Gli attacchi hanno colpito diversi ambiti chiave:
- istituzioni governative, tra cui il Ministero degli Esteri e l’ambasciata italiana a Washington
- l’ecosistema olimpico, con piattaforme ufficiali di biglietteria e portali informativi
- il settore dell’ospitalità locale, in particolare hotel e strutture a Cortina d’Ampezzo che ospitano atleti e delegazioni internazionali
IoT sotto attacco: una minaccia meno evidente
A rendere questa campagna particolarmente significativa è stata la scelta dei vettori. Non solo siti web o servizi online, ma anche infrastrutture IoT (Internet of Things).
Telecamere a circuito chiuso e sistemi di videosorveglianza sono stati presi di mira con l’obiettivo di dimostrare una presunta capacità di “osservare dall’interno” le aree olimpiche, diffondendo screenshot come prova simbolica del controllo.
Un messaggio più psicologico che tecnico, pensato per amplificare la percezione di vulnerabilità.
Chi è NoName057(16)
Le autorità italiane hanno collegato queste attività a fonti russe, in particolare al collettivo hacktivista NoName057(16). Attivo dal 2022, il gruppo è noto per colpire infrastrutture europee e occidentali, ma negli ultimi mesi ha mostrato un’evoluzione nelle tattiche e nella comunicazione.
Sui propri canali Telegram, il messaggio è stato esplicito: gli attacchi vengono presentati come una ritorsione per il supporto politico e militare dell’Italia all’Ucraina.
La loro arma principale è uno strumento chiamato DDoSIA.
Un attacco DDoS (Distributed Denial-of-Service) può essere paragonato a un ingorgo digitale: una grande quantità di traffico artificiale viene diretta verso un servizio fino a renderlo inutilizzabile per gli utenti legittimi.
La particolarità di NoName057(16) è il modello “partecipativo”. Il gruppo promuove un sistema di crowdsourcing in cui volontari possono scaricare il software e contribuire agli attacchi, ricevendo ricompense in criptovaluta.
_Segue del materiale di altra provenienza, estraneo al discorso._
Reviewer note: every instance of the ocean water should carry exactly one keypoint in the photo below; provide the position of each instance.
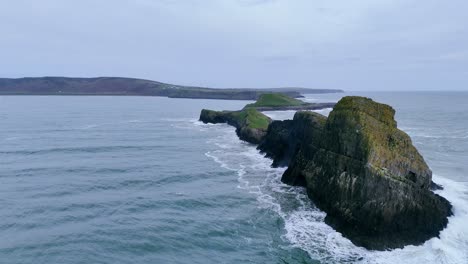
(140, 180)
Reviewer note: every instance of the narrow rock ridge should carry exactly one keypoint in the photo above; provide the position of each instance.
(362, 171)
(251, 125)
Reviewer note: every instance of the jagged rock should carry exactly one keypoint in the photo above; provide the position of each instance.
(251, 125)
(362, 171)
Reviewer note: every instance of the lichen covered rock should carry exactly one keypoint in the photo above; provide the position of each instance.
(362, 171)
(250, 124)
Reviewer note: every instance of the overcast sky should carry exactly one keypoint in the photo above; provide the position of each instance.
(346, 44)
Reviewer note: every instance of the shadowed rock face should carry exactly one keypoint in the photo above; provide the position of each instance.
(251, 125)
(362, 171)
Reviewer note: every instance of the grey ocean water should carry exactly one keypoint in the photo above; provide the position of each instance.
(140, 180)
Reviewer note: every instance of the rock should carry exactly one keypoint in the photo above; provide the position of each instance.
(282, 102)
(251, 125)
(362, 171)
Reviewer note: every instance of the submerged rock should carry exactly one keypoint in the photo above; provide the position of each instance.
(251, 125)
(362, 171)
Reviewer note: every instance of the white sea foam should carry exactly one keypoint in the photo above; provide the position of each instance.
(304, 224)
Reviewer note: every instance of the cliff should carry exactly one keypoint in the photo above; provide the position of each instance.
(281, 102)
(251, 125)
(362, 171)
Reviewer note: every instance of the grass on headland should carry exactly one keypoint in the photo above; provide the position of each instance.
(252, 118)
(275, 99)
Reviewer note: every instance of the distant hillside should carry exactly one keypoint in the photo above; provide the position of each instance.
(130, 86)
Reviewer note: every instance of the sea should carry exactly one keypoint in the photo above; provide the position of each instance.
(103, 179)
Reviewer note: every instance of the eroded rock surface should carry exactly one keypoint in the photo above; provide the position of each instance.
(362, 171)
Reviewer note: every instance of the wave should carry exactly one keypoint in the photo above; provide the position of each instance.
(304, 223)
(80, 149)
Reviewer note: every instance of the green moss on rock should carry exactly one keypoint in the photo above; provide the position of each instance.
(251, 125)
(363, 171)
(274, 100)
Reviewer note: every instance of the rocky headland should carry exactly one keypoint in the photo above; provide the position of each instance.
(136, 87)
(251, 125)
(361, 170)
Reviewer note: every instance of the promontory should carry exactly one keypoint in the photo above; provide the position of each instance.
(360, 169)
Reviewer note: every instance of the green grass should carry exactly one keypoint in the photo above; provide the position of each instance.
(275, 99)
(252, 118)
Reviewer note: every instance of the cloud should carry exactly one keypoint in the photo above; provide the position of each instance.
(240, 43)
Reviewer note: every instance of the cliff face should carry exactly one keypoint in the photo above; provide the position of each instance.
(362, 171)
(251, 125)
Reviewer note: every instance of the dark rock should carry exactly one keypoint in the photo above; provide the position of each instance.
(251, 125)
(362, 171)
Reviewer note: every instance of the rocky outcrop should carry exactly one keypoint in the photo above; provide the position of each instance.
(251, 125)
(362, 171)
(303, 107)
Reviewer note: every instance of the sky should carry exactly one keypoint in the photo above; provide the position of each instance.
(348, 44)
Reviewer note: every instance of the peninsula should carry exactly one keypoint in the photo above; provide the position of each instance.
(251, 125)
(358, 167)
(135, 87)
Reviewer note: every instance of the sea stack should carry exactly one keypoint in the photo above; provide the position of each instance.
(362, 171)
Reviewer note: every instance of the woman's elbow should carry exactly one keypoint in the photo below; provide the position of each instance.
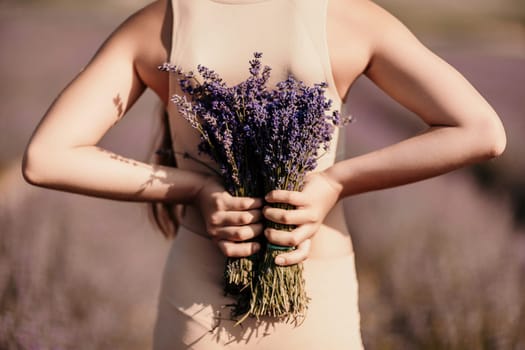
(33, 166)
(490, 136)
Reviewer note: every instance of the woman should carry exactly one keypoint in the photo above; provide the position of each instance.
(316, 40)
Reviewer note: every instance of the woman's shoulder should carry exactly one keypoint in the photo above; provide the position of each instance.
(150, 30)
(144, 41)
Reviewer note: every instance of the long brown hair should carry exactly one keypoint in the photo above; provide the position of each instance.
(164, 214)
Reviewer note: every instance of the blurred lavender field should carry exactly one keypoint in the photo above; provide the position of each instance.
(441, 263)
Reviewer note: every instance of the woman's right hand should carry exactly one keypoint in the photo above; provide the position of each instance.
(231, 222)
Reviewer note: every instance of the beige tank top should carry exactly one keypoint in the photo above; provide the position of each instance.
(223, 35)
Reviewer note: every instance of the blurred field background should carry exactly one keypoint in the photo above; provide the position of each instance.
(441, 263)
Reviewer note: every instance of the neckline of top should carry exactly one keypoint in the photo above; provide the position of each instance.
(238, 2)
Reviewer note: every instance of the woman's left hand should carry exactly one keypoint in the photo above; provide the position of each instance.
(312, 204)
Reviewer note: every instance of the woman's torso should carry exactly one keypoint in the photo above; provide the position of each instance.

Una forma di cyber warfare gamificata, che abbassa la soglia di ingresso e aumenta la scala delle operazioni.
La risposta dell’Italia
Sul fronte difensivo, l’Italia ha adottato un approccio proattivo. A Roma è operativa una sala di controllo dedicata alla sicurezza informatica, attiva 24 ore su 24, in stretto coordinamento con l’Agenzia per la Cybersicurezza Nazionale (ACN).
Una vera e propria “war room” digitale, che tratta le minacce informatiche con la stessa urgenza e attenzione di quelle fisiche.
Cosa può fare il pubblico
Per chi assiste ai Giochi o li segue da vicino, alcune buone pratiche restano fondamentali:
- evitare reti Wi-Fi pubbliche e gratuite nelle aree affollate; quando possibile, utilizzare la rete dati o una VPN
- verificare sempre le fonti: le truffe sui biglietti, spesso generate con strumenti di intelligenza artificiale, proliferano sui social
- utilizzare esclusivamente app e servizi ufficiali; le applicazioni di terze parti possono nascondere malware o sistemi di tracciamento
I Giochi di Milano-Cortina 2026 celebrano l’eccellenza sportiva e la resilienza umana, ma mettono anche in evidenza una realtà ormai consolidata: la sicurezza non è fatta solo di barriere fisiche, ma di codice, infrastrutture e consapevolezza.
Mentre la torcia olimpica viene accesa, i difensori digitali italiani dimostrano che essere pronti per le Olimpiadi significa saper affrontare ogni tipo di tempesta. Preparare il pubblico, oggi, è parte integrante di questa responsabilità condivisa.